My travels also reminded me of my own male privilege and the necessity for reflexivity when conducting studies that are ethnographic, “textual,” or both. What made me most conscious of my own social location was observing gender dynamics among black Mormons. What was most intriguing was the manner in which African American women asserted their agency and leadership within the Genesis Group and indeed in other ecclesiastical settings. Of course, this leadership was often in unofficial capacities rather than official ones, but it was clear that while these women have to negotiate Church-influenced domestic responsibilities and carefully crafted and doctrinally supported Church roles, they were nonetheless leaders in their community. I witnessed this in the Genesis Group activities that I attended (though men were ostensibly in authority) and in one of the religious services in which I was present. But perhaps the greatest example of this was in the arts.

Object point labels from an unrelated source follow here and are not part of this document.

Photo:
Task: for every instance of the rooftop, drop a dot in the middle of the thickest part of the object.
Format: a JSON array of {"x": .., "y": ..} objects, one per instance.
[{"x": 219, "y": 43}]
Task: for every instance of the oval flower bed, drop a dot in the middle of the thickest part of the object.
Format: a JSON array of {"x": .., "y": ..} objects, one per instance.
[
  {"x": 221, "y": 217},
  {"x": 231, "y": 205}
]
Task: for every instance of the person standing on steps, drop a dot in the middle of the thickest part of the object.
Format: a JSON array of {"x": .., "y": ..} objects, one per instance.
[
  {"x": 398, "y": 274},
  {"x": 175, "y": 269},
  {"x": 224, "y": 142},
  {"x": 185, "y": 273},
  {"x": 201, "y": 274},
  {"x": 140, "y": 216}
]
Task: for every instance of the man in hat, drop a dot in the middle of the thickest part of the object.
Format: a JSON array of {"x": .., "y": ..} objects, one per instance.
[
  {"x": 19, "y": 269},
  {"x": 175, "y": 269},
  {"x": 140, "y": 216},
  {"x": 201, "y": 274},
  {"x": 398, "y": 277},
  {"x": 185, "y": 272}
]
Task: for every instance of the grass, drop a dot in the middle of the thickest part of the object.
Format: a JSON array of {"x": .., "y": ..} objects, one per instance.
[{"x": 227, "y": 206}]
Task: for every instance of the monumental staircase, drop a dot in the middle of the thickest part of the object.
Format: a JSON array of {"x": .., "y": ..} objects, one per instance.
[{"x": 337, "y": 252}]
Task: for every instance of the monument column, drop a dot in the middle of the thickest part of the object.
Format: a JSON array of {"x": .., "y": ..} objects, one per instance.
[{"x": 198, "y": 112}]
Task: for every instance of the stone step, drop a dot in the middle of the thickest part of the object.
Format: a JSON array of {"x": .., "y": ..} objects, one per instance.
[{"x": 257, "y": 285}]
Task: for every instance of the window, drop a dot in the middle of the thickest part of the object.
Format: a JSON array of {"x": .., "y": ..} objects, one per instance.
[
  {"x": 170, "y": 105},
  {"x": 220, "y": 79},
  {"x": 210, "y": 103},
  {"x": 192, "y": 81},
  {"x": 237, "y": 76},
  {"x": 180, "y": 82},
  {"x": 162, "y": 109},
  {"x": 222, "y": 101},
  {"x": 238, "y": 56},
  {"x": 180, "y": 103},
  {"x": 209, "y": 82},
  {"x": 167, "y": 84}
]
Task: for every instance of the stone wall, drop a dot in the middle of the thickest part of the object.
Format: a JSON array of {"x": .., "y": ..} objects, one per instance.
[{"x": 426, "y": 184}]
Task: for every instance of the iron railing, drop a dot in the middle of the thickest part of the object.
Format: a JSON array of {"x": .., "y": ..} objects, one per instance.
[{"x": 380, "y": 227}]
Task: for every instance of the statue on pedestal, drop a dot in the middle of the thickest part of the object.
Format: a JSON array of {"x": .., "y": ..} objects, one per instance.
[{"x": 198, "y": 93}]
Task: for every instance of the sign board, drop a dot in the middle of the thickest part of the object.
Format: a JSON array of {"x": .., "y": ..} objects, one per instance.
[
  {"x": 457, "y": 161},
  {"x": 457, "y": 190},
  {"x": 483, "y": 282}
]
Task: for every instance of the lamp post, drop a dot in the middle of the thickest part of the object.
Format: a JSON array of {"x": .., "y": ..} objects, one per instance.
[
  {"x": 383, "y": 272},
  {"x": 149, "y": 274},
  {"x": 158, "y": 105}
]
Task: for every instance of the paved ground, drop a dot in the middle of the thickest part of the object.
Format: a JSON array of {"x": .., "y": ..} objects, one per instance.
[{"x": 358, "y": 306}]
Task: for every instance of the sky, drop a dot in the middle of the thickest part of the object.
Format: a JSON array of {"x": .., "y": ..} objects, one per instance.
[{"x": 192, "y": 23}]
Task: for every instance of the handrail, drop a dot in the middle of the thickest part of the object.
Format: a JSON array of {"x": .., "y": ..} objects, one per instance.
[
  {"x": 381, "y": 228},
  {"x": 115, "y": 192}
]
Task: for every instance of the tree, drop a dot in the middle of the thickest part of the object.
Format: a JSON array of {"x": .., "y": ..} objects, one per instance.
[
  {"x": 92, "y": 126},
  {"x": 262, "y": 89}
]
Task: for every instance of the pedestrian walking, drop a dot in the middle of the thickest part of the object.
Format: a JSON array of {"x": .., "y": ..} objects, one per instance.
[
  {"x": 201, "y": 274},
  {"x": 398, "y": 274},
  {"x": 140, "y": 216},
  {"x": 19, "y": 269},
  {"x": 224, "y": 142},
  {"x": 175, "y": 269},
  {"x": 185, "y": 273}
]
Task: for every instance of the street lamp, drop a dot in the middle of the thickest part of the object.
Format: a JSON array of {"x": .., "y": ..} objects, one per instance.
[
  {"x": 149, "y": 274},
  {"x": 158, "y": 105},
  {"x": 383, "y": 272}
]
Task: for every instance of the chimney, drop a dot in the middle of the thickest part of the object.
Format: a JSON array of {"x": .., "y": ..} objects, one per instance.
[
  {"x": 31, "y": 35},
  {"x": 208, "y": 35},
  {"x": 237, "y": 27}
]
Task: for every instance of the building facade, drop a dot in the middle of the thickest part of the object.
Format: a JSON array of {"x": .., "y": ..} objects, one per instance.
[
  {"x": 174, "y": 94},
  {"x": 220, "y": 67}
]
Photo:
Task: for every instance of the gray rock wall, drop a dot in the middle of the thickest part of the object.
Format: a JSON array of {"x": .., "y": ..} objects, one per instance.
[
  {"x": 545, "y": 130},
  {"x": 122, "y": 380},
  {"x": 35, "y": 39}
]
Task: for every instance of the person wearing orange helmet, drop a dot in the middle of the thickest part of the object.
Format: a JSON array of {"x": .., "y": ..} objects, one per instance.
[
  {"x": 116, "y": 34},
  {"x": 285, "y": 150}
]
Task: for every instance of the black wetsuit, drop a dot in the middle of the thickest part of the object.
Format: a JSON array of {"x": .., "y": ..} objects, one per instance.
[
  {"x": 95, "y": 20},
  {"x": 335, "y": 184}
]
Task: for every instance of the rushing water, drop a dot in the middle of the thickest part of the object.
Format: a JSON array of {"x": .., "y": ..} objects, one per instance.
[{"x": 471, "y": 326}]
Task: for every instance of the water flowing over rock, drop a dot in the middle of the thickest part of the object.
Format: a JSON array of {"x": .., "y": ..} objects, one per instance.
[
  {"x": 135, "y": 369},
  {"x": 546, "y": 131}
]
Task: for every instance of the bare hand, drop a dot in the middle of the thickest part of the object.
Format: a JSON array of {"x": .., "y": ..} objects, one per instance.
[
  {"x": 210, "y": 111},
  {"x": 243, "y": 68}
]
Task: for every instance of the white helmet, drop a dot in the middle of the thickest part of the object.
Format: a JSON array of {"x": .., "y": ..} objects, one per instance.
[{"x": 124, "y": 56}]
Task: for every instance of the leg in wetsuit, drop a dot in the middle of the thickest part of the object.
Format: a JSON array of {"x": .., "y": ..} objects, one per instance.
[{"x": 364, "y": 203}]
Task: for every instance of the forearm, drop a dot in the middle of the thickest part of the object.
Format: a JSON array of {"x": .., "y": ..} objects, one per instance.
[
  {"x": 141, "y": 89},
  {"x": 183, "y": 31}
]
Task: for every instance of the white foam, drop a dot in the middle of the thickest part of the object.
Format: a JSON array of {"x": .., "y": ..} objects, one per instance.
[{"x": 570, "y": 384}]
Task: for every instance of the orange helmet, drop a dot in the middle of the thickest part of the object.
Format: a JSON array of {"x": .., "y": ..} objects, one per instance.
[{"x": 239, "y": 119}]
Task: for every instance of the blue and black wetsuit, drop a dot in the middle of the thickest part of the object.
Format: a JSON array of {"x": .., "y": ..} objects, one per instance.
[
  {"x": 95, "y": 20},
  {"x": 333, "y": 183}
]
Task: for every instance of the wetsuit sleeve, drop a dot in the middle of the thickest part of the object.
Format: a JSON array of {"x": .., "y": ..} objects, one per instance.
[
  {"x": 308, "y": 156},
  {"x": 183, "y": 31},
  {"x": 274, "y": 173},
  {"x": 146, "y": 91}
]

I had strategically planned my visit to Utah so that I could give the appropriate attention to the primary material that I was there to study at BYU but also because in addition to the Genesis activities, the play I Am Jane was premiering during my excursion. The play was about Jane Elizabeth Manning James, an early Mormon pioneer who was black. As the leader of her family, Ms. James traveled with them—mostly by foot—from Connecticut to Nauvoo, Illinois in 1843 to join the Mormon founder and prophet, Joseph Smith. Astounded by her commitment to travel hundreds of miles, Smith and his wife Emma embraced James as “family” (albeit some of her relationship with them was domestic) (Coleman, 2003). The play, about Jane’s religious and social life, was a great example of the intersection of gender, race, class, religion, and sexuality, and how they often act in tandem, but it also depicted the patriarchy of both the Mormon Church and American culture in a way that caused me to reflect on my own social location as a man and as a scholar.
Tamu Smith played the lead role of Jane, and this was most a propos, for Ms. Smith is a vocal leader for justice in the LDS Church. What was clear to me was that as she and other women such as Patricia Stringer, Adris Brunbidge, Ellie Mae Isaac, and Marguerite Cephas Driessen struggle against racism in the Church, they also (though often unspoken) seek to disrupt the reproduction of co-constitutive constrictions such as gender in which all men participate in maintaining to one extent or another and benefit from its privilege. The articles that are published in JMMS challenge us to (re)think about gender and masculinity in complex ways, and—like my recent ethnographic endeavors and I Am Jane—to embrace reflexive considerations about the ways in which masculinity and male privilege impact the work that we do. Black Latter-day Saints are as fascinating as they are unique, and I embrace the challenge that my exploration of their religious and social lives offer to
be self-critical about my social position and the importance of class, race, and sexuality when studying and theorizing gender and religion.
References
Coleman, R. G. (2003). 'Is there no blessing for me?'’': Jane Elizabeth Manning James, A Mormon African American woman. In Q. Taylor & S. A. Moore (Eds.), African American women confront the west 1600-2000 (pp. 144-62). Norman, OK: University of Oklahoma Press.
Collins, P. H. (2000). Black feminist thought: Knowledge, consciousness, and the politics of empowerment. New York: Routledge.
Ostling, R. N., & Ostling, J. K. (1999). Mormon America: The power and the promise. New York: HarperCollins.